Zomato is the opposite of Yelp. So far, I hate it. You can't even contact another member. You can follow someone, but that's it. The timelines are confusing. And without feedback, I have no way of know if anyone is even reading what I write.

They plan to "hire" community managers (local experts), similar to what Yelp does, however they only seem to be hiring 1 person in Miami who is wiling to visit 2-3 restaurants per week. This is one person for all of South Florida; no-one in Orlando. It's a full time job, so they're not going to get a high-powered person, because I doubt they're paying much. It's not going to work, and it will cost them a lot to pay 1000s to have little impact.

It will be interesting to see whether or not Zomato can achieve the search rankings that Urbanspoon did. I wondered how Urbanspoon could maintain their high rankings even as their readership declined.
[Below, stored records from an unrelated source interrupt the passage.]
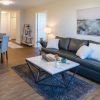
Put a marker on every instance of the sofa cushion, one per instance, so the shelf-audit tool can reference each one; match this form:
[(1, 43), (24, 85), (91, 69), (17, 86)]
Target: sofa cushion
[(75, 44), (87, 63), (64, 43)]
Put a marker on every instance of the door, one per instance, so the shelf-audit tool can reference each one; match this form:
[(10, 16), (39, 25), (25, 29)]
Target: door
[(41, 20)]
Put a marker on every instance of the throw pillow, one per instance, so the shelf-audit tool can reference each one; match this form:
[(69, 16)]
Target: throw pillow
[(96, 51), (53, 43), (84, 51)]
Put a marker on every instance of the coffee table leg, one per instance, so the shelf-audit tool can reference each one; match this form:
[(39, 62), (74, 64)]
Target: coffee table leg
[(31, 71), (64, 79)]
But the biggest issue is that they are not responsive. I was promised in February by their PR people that so-called Bloggers would be informed as to the details of the cutover and what changes were to be made. I've emailed them 5 times in the last week reporting bugs and other problems and I haven't received 1 response. As bad as Urbanspoon did at so many things, I always got responses, particularly when I reported something materially wrong with the product. Zomato appears to either be overmatched, or disinterested. Either of those are likely precursors to disaster. While they have a couple of things that are better than Urbanspoon, they have a LOT of things that are worse. And many of those things are important.